7.4. Implications for Assessment
In this study, we compared children’s behaviour across different language assessments for vocabulary, morphology, and syntax. The results include two key takeaways. First, the assessments involve linguistic knowledge from each of these domains respectively, but for the most part we observed no correspondence between different measures from the same domain. Second, the correspondences which did arise were different between monolinguals and bilinguals.

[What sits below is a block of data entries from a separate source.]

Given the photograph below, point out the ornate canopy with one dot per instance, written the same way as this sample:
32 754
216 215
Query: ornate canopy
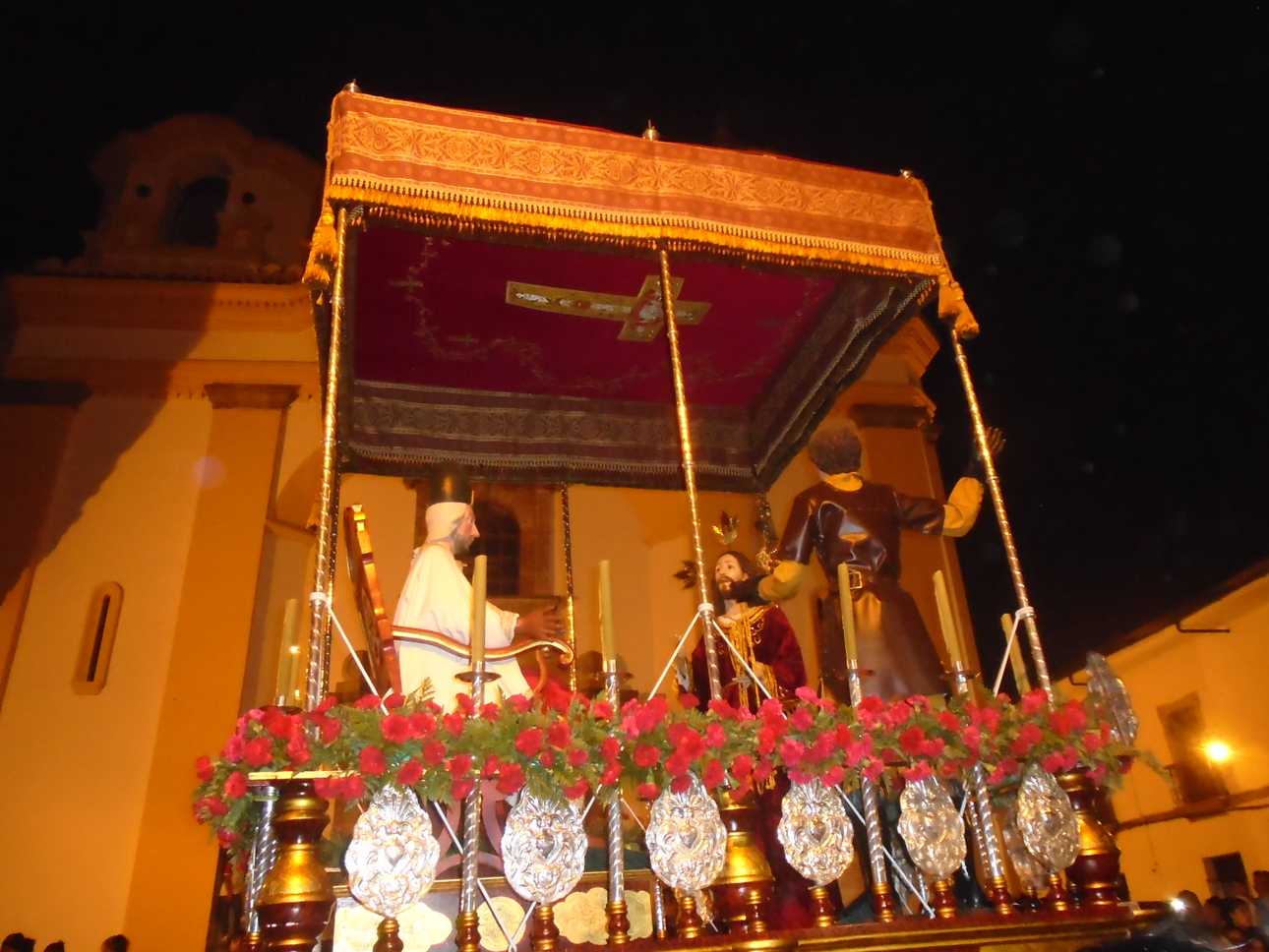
503 298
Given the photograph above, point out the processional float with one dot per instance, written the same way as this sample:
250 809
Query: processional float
503 292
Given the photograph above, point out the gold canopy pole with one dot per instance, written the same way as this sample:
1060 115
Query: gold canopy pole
319 631
997 501
568 580
690 474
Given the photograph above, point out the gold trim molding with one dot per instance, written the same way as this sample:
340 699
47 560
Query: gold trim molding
51 301
157 379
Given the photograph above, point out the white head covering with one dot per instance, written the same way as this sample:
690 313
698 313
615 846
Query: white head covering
443 519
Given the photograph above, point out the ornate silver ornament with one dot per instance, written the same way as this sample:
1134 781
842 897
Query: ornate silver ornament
932 828
1027 867
393 859
815 832
1110 689
543 848
1046 820
687 842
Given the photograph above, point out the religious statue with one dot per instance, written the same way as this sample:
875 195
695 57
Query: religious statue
760 633
847 519
438 598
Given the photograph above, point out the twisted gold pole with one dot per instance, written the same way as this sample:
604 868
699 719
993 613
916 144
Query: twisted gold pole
618 920
568 580
319 629
883 899
997 501
690 475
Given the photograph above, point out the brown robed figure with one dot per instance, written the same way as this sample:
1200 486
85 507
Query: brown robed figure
847 519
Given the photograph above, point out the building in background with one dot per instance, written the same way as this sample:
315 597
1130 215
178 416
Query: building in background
160 418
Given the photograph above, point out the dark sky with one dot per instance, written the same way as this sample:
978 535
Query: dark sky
1092 165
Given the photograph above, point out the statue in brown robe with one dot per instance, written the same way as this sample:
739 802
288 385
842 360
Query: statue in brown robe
849 520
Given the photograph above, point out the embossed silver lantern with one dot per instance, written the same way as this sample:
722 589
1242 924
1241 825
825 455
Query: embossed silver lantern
687 844
935 834
817 839
543 848
1110 689
393 859
1049 828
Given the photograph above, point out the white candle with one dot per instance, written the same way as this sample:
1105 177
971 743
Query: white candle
284 689
946 623
480 574
1015 655
607 632
848 616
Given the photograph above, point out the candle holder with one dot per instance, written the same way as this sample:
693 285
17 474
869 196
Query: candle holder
688 924
823 912
935 834
943 899
545 935
467 924
884 908
618 922
296 896
983 820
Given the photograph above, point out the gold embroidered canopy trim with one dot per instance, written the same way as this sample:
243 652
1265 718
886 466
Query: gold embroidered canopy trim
508 175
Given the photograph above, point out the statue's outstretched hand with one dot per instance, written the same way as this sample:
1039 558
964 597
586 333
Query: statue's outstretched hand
996 442
541 624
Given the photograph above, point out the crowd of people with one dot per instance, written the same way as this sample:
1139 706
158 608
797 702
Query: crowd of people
18 942
1238 920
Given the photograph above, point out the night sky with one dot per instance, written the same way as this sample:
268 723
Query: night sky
1092 165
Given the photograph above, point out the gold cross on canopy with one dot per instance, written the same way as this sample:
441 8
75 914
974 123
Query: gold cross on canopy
642 317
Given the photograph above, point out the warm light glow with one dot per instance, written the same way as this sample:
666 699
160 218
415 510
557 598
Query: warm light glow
1217 751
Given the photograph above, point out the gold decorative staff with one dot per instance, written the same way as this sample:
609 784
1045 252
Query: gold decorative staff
997 501
568 580
690 475
618 921
985 834
319 629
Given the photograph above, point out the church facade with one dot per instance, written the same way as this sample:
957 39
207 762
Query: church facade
161 426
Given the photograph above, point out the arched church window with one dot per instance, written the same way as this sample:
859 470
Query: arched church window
500 541
196 222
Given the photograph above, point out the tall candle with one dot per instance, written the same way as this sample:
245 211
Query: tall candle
1015 655
946 623
607 634
848 616
480 574
284 689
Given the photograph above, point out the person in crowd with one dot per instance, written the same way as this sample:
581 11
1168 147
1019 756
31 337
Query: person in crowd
1260 883
847 519
759 632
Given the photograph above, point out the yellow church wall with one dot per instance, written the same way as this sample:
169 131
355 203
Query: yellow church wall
174 871
1228 672
70 824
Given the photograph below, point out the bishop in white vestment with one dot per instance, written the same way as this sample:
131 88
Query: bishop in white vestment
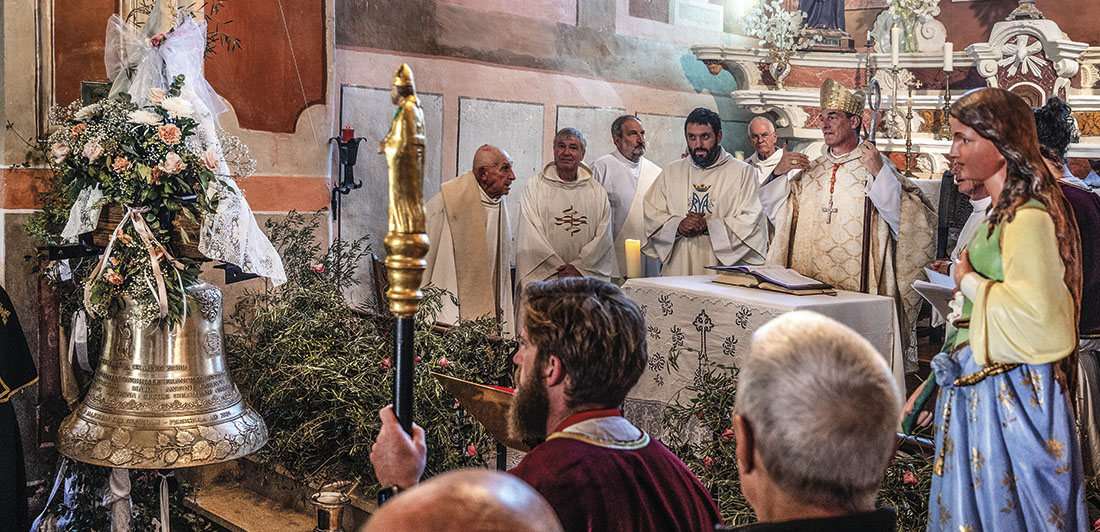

The first takeaway highlights the limitations of generalising beyond a single assessment measure to other aspects of linguistic competence—even within the same domain. This limitation stems from the extent to which different processes are shared across different tasks. For example, the correspondence for bilinguals between the TEGI morphology and Renfrew vocabulary is unlikely to have the same source as the correspondence between the TEGI and narrative MLU, as discussed in Section 7.2. Thus, while the TEGI corresponds with both the Renfrew vocabulary measure and MLU, the underlying processes involved in the Renfrew vocabulary task are less likely to generalise to MLU. More generally, for an assessment of children’s language within a given domain, a single measure may provide an incomplete picture, while a complete language profile will require a battery of expressive and receptive measures across language domains.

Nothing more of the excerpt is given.